|
3202 Köy Hizmetleri Genel Müdürlüğünün Teşkilat ve Görevleri Hakkında Kanun Hükmünde Kararnamenin Değiştirilerek Kabulüne Dair Kanun |

22.05.1985 18761
|
|
Kabul Tarihi |
09.05.1985 |
|

3202 Köye Yönelik Hizmetler Hakkında Kanun
|
|
BEŞİNCİ KISIM
Çeşitli Hükümler
Madde 0039: Anlaşmazlıkların halli
(28.01.2005 tarih ve 25710 sayılı Resmi Gazete'de yayımlanan 5286 sayılı Kanunun 5 inci maddesiyle, 16.03.2005 tarihinden geçerli olarak yürürlükten kaldırılmadan önceki şekli.) Bir sözleşme olsun olmasın Genel Müdürlük ile devlet daireleri, müessese ve teşekkülleri veya gerçek ve tüzelkişiler arasında çıkan ve henüz kaza mercilerine, mahkeme veya icraya intikal etmemiş bulunan uyuşmazlıkların sulh yoluyla hallinde, anlaşma veya sözleşmelerin değiştirilmesinde veya bozulmasında, maddi ve hukuki sebeplerle dava ve icra takibi açılmasında veya açılan dava ve icra takibine devam edilmesinde veya aleyhte neticelenenlerin yüksek dereceli merci ve mahkemelerce incelenmesini istemekte fayda umulmayan hallerde bunlardan vazgeçilmesinde, açılmış dava ve icra takiplerinin sulh yoluyla hallinde yarar görüldüğü takdirde tanınacak veya terkin olunacak hak ve işin tazammun ettiği menfaatlerin;
1.500.000,- liraya kadar olanları Genel Müdürün kararı,
1.500.000,- liradan 10.000.000,- liraya kadar olanları Bakanın kararı,
10.000.000,- liradan fazla olanların Danıştayın görüşü üzerine müşterek karar ile halledilir.

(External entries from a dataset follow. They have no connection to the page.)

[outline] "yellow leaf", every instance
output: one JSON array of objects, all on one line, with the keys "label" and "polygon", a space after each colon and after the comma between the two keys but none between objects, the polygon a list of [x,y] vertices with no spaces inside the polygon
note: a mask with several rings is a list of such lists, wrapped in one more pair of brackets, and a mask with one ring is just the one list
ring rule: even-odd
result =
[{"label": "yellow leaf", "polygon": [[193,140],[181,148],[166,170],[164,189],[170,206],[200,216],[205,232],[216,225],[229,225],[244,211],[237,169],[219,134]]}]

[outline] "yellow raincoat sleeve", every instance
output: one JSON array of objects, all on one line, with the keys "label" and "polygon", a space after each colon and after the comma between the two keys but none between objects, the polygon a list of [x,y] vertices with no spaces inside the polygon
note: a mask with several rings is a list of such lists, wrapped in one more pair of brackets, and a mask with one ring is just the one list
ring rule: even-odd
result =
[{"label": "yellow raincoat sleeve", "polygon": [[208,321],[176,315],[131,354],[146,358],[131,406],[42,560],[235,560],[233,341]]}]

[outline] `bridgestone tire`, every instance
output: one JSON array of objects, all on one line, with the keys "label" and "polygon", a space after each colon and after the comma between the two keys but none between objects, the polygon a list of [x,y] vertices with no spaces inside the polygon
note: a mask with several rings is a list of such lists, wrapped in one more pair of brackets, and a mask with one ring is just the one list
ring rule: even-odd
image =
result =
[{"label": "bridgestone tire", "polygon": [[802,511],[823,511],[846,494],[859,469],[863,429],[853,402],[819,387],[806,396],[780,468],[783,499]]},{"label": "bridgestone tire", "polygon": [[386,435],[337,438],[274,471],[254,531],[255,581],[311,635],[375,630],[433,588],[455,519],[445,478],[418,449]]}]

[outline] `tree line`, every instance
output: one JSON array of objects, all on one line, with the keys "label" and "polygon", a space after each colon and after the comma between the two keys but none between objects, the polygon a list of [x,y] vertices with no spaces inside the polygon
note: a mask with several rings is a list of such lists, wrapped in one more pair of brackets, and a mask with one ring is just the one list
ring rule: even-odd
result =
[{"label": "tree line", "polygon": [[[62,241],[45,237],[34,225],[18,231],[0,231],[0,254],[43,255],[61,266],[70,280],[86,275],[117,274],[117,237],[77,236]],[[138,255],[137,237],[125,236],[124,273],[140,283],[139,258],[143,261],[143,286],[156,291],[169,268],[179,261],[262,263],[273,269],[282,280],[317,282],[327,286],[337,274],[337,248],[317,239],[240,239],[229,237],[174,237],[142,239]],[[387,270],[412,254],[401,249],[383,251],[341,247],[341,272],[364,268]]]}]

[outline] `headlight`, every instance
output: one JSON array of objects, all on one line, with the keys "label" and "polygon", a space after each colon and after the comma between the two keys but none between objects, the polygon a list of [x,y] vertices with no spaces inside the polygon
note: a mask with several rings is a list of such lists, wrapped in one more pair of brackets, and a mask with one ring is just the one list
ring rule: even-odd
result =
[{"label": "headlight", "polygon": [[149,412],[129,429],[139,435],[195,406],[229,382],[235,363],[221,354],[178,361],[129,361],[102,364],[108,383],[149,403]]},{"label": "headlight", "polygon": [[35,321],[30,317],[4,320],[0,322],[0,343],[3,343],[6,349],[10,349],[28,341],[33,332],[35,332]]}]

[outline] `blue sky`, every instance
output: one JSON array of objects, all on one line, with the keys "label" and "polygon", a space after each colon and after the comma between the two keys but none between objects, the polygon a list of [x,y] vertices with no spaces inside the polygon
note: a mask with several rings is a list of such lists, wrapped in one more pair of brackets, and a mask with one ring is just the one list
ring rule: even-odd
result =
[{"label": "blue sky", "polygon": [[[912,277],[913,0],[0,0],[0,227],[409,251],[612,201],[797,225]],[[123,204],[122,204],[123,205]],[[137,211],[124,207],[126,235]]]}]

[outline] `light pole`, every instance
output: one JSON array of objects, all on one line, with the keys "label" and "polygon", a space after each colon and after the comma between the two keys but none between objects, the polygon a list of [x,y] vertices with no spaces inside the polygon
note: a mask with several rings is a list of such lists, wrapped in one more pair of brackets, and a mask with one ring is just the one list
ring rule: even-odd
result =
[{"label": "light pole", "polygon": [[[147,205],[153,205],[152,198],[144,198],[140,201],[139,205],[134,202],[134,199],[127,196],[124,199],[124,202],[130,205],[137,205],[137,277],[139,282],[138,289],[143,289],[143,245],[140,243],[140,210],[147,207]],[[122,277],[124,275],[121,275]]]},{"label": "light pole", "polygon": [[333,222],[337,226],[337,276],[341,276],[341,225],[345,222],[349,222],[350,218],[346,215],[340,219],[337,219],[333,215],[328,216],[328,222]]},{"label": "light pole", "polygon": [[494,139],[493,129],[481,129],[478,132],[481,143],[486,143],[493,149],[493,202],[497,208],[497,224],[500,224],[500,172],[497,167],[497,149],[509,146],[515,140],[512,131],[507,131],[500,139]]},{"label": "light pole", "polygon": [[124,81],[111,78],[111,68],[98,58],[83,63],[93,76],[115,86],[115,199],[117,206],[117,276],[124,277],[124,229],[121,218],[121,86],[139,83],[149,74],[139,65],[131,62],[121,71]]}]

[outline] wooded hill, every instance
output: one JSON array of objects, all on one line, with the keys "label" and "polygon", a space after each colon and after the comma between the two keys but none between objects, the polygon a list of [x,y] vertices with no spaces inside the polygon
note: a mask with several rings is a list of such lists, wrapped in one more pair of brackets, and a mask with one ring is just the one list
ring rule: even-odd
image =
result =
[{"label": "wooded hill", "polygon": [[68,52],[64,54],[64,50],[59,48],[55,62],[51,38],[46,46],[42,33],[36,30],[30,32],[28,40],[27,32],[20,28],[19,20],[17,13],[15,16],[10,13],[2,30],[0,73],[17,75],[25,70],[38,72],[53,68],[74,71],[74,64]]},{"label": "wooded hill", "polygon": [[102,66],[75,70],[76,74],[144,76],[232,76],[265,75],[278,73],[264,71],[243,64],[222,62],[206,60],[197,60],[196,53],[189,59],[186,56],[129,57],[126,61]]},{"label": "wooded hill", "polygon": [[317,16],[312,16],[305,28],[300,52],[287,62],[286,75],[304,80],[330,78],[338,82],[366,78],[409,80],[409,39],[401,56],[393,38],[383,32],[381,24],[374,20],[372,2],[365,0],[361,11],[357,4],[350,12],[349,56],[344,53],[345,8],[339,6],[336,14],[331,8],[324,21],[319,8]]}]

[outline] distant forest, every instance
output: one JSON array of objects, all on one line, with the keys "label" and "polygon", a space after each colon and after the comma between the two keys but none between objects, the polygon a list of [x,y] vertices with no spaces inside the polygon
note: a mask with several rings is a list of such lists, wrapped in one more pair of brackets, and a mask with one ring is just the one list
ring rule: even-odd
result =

Yukarıda belirtilen parasal sınırlar, her yıl Bütçe Kanunları ile tesbit edilir.
Mevzuu kalmayan veya yanlışlıkla açıldığı anlaşılan veya Genel Müdürlüğe ait hak ve menfaati muhtevi bulunmayan davalarla, icra takipleri miktar veya değeri yukarıda belirtilen parasal sınırlara tabi olarak iptal edilerek dava ve icra kayıtları terkin olunur.
Dava ve icra takiplerinde aleyhte verilen kararlara karşı yüksek dereceli merci ve mahkemelere başvurmadan vazgeçilmesi ile idarece müdahale olunan ceza davalarında suçun sabit olmaması, failinin tutulan şahıs olmadığının subut bulması sebebiyle verilen beraat ve takipsizlik kararları hakkında da yukarıdaki fıkra hükmü uygulanır.
Tashihi karar veya iadeyi muhakeme veya 3533 sayılı Kanuna göre hakemlerce verilmiş olan kararlara karşı, itiraz yoluna gidilip gidilmemesinin takdiri davayı takip eden daire amirine veya avukata aittir.
Zaman aşımı ve hak düşürücü sürenin geçmesini önleyecek tedbirleri ilgililer almakla mükelleftir. Yukarıdaki fıkralar hükümlerine uygun bir karar alınmış olmadıkça, dava ve icra takiplerinin açılması ve tamamen veya kısmen aleyhe sonuçlanan davalarla, icra takiplerinde yüksek dereceli mercilerce incelenmesi mümkün olanlar hakkında kanun yollarına gidilmesi mecburidir. Bu mecburiyeti yerine getirmemek suretiyle hukuki veya maddi sebeplerle bozulması mümkün bir hükmün kesinleşmesine ve bir hakkın kaybolmasına sebep olan avukatlarla, daire amirleri hakkında kanuni takibat yapılmakla beraber, meydana gelen zarar kendilerine tazmin ettirilir.